The Wall Street Journal is reporting on the curious case of one U.S. university that has avoided the crushing losses to its endowment fund suffered by other schools like Harvard and Yale. (And Canadian universities, too.)
That school is the 150-year-old Cooper Union for the Advancement of Science and Art, which charges no tuition, and is headquartered in New York City’s East Village neighbourhood.
From the sounds of it, the recent financial meltdown hasn’t made much of a dent — the school has nearly finished construction on a new $150-million academic building, is hiring for a new biology program, is launching an environmental-design institute and will soon debut a master’s degree program in architecture.
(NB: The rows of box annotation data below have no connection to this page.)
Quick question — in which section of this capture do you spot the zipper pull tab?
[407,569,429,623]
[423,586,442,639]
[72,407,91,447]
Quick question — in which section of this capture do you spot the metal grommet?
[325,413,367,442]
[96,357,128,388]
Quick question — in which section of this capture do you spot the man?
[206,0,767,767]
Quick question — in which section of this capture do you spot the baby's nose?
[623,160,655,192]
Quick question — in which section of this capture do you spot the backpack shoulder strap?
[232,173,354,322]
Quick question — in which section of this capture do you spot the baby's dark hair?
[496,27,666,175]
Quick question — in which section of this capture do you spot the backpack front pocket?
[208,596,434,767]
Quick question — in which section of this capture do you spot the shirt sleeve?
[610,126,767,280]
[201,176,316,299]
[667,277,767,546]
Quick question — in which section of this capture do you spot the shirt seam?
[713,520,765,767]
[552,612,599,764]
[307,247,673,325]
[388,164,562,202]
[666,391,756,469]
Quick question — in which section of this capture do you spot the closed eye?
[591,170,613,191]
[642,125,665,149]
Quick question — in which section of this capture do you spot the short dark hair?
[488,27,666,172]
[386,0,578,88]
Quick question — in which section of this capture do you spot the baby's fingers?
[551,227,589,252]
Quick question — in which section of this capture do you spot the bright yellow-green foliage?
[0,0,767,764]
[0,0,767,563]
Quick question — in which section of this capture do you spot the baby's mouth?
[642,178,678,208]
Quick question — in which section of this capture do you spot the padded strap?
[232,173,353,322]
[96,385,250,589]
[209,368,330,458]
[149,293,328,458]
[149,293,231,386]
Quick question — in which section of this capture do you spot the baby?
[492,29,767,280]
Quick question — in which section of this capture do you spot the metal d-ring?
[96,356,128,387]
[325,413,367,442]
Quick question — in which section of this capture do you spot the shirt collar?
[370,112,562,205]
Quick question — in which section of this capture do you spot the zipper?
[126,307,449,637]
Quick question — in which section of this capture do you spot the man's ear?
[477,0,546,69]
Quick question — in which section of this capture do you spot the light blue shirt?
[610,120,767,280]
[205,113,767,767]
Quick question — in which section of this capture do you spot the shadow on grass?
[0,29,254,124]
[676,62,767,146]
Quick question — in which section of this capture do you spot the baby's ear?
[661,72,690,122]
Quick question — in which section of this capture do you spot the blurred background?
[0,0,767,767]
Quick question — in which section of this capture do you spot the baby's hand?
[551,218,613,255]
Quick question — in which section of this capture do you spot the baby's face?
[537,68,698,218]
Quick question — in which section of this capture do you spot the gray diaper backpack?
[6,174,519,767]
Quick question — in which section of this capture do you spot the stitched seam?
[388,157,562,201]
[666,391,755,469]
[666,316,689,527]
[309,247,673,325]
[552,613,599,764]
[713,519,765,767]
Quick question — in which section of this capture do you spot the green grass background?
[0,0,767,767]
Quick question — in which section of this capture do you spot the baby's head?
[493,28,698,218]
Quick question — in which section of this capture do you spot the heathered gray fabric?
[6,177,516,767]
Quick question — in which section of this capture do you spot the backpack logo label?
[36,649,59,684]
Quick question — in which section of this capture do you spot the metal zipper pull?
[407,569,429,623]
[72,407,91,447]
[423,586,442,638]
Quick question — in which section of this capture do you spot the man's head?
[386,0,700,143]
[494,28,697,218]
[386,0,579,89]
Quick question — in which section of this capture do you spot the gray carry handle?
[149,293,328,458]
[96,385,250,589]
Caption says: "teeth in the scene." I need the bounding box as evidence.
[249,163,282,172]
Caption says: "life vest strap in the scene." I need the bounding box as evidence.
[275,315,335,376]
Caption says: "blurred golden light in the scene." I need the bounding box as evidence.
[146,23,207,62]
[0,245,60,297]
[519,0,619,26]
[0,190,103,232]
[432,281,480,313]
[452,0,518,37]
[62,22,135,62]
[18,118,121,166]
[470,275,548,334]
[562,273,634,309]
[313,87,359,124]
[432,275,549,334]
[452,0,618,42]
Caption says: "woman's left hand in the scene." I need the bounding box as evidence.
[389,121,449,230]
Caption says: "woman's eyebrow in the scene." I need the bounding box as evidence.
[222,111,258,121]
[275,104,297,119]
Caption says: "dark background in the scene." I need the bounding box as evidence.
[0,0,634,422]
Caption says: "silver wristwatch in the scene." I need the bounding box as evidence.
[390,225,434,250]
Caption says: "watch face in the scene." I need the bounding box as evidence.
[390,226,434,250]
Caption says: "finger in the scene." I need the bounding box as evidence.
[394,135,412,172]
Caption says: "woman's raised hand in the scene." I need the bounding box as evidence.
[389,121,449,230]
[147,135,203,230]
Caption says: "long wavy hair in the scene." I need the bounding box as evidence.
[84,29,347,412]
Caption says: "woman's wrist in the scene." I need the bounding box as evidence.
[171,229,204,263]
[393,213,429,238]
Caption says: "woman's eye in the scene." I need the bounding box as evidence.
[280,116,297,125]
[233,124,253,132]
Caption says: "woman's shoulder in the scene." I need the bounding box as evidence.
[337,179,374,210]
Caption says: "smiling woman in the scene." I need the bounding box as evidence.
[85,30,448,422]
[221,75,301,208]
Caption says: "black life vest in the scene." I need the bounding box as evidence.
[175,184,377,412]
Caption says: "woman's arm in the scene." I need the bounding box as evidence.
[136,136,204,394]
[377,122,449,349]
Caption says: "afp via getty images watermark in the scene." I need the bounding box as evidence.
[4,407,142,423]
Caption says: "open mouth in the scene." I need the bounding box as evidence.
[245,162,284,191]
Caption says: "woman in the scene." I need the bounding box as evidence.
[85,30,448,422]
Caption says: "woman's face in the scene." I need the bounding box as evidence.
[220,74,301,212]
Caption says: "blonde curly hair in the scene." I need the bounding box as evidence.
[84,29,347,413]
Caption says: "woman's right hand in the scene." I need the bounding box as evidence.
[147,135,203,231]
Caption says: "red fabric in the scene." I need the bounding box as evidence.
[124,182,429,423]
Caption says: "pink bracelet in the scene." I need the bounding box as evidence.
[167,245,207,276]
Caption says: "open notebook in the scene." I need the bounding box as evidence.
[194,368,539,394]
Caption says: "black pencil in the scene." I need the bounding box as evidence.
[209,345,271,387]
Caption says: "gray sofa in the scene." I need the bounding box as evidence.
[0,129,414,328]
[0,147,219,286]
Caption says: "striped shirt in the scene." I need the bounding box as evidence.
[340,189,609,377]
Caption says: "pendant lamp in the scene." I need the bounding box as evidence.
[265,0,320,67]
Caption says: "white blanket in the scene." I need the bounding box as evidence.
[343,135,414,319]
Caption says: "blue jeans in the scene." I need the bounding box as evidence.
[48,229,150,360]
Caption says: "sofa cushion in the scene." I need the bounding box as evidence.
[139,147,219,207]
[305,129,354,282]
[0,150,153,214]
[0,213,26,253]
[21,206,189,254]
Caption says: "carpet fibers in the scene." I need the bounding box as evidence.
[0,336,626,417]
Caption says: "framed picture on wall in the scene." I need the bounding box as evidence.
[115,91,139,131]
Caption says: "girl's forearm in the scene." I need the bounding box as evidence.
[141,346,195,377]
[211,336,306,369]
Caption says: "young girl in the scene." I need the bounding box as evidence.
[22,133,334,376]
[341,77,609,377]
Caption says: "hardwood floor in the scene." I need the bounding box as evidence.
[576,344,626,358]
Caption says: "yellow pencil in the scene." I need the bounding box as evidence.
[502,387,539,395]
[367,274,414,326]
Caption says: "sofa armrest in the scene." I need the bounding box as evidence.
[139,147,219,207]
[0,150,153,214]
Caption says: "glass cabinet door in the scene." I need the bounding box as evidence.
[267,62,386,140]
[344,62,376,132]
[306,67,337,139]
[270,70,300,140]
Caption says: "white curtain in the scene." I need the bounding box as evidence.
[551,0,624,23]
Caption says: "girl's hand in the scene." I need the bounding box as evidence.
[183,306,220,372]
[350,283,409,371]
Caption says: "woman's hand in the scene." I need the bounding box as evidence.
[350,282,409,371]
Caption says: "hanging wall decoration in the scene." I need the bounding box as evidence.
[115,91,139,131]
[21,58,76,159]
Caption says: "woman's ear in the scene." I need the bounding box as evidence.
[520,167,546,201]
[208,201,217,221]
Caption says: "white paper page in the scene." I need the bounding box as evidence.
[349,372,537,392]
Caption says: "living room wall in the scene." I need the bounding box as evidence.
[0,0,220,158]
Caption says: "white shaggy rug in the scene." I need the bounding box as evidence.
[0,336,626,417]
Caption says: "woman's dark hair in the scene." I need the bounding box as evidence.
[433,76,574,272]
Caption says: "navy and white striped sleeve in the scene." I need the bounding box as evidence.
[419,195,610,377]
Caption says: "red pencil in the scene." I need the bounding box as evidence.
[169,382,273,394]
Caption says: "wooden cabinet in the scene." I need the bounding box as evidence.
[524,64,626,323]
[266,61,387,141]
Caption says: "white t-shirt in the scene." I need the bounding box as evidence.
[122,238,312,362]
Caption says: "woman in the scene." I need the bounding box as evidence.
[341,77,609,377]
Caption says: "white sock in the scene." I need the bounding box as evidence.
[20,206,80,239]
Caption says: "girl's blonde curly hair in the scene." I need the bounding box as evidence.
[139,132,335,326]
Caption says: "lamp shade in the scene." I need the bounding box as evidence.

More: Endowments for Dummies
Three years ago, particularly keeping in mind the tech bust and 9/11, the university’s administration decided to reduce the risks in their endowment fund. They renegotiated a property lease to ensure an steady income, sold some land, raised some money and hired some conservative investment managers. The school’s $600-million endowment has subsequently stayed about the same — and may even be up a bit at the end of the school’s fiscal year.
Those results are markedly different from schools that used what a Cooper spokesman calls the “Yale model,” in which schools eschew stocks in favour of alternative investments like private equity, commodities and timber.
In comparison, most Canadian and U.S. universities are dealing with endowment losses between 20 to 30 per cent.